Talk:Why we trim

From Apertium
Jump to navigation Jump to search


Possible method for keeping surface forms and avoiding trimming

A possible way of dealing with keeping surface forms when splitting mwe's: put full surface on the first part, no surface on the rest. Example, assuming "magasin" is missing from bidix:

$ echo vannmagasin | lt-proc -we nb-nn.automorf.bin
^vannmagasin/vann<n><nt><sg><ind><cmp>+magasin<n><nt><sg><ind>/vann<n><nt><sg><ind><cmp>+magasin<n><nt><pl><ind>$
$ echo vannmagasin | lt-proc -we nb-nn.automorf.bin | apertium-tagger -gp nb-nn.prob
^vannmagasin/vann<n><nt><sg><ind><cmp>+magasin<n><nt><sg><ind>$

From here on there are two possibilities: try to keep the surface form until bidix, or try to keep it all the way until generation.

  • If we keep it until bidix, we can output the surface form if it's not in bidix, and avoid trimming monodix to bidix, but we can still end up with generation errors where bidix is contains words not in generation.dix, but it's better than nothing.
  • If we could keep it until generation, we could output the original surface form even if none of the dictionaries were trimmed.

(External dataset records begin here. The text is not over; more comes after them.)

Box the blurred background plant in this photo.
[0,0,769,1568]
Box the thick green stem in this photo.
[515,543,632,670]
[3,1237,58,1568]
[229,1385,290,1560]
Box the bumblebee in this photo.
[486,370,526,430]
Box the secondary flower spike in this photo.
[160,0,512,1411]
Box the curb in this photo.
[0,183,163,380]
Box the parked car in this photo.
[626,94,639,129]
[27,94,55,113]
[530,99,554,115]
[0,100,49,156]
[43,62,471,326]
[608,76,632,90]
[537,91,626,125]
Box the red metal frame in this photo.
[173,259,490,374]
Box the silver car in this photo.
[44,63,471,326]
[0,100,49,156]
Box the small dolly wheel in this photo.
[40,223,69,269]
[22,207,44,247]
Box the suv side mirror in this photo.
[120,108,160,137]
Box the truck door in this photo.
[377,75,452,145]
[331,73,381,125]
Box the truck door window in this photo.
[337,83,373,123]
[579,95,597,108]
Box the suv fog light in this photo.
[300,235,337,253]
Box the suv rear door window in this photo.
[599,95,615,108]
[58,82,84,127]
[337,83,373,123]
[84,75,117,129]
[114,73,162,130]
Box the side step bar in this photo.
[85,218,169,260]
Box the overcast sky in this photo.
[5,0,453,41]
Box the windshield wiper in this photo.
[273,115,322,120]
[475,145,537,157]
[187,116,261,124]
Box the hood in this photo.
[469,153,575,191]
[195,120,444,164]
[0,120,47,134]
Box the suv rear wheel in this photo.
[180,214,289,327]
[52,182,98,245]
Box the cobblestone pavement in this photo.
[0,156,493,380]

Keeping the surface form until bidix

$ echo vannmagasin | lt-proc -we nb-nn.automorf.bin | apertium-tagger -gp nb-nn.prob | apertium-pretransfer -o
^vannmagasin/vann<n><nt><sg><ind><cmp>+magasin<n><nt><sg><ind>$
# apertium-pretransfer would currently output this as two units, needs a slight change
$ echo vannmagasin | lt-proc -we nb-nn.automorf.bin | apertium-tagger -gp nb-nn.prob | apertium-pretransfer -o | lt-proc -o nb-nn.autobil.bin
^vannmagasin/@vannmagasin$
$ echo vannkoker   | lt-proc -we nb-nn.automorf.bin | apertium-tagger -gp nb-nn.prob | apertium-pretransfer -o | lt-proc -o nb-nn.autobil.bin
^vann<n><nt><sg><ind><cmp>/vatn<n><nt><sg><ind><cmp>$ ^koker<n><m><sg><ind>/kokar<n><m><sg><ind>$

This would avoid the need to trim monodix to bidix, and we'd still have surface forms for words that are not in bidix, or even partially not in bidix. We'd also avoid outputting lemmas.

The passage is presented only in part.